Advanced Projects

permanent magnets

Early concept of a permanent magnet stellarator with permanent magnets in red and blue.

Physicist David Gates

Physicist David Gates with design for a permanent magnet stellarator (Collage by Elle Starkman/Office of Communications)

Permanent Magnets


Forging ahead in Advanced Projects is the path-setting development of permanent magnets to greatly simplify the design and production of twisty fusion facilities called stellarators, which run without risk of the damaging disruptions that more widely used doughnut-shaped tokamaks face. The innovative permanent magnets would be far more powerful than those people put on refrigerator doors and could substantially increase the attractiveness of stellarators as an alternative source of safe and clean power to generate electricity for mankind.

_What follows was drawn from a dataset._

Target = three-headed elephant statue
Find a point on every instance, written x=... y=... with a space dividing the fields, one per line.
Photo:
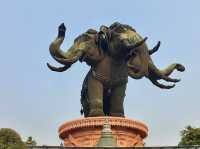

Stellarators – the twisty coiled device designed to help produce fusion – is the primary focus of Advanced Projects. The stellarator concept was invented at PPPL by Lyman Spitzer, who founded the Lab in the 1950s, and is the leading magnetic confinement device after tokamaks. Advanced Projects include international collaborations with Germany’s Wendelstein 7-X and Japan’s Large Helical Device, the two major stellarator facilities in the world.

Researchers are developing the technology required for permanent magnets for the complex 3D shaping necessary for stellarators, which represents a transformative effort to radically simplify their construction.

Other activities range from investigating the science of stellarator optimization and developing a vision for a stellarator fusion reactor, to supporting major code development for stellarators. 

Also, nuclear non-proliferation activities conducted by physicist Rob Goldston, a Princeton University professor of astrophysical sciences and former director of PPPL, are part of this department. Included among these activities are continuing development of a  “Zero Knowledge Protocol” for warhead verification, and a robotic neutron detector to reveal the presence of undeclared nuclear material or activities. Further included in this work are analyses of non-proliferation and nuclear disarmament issues.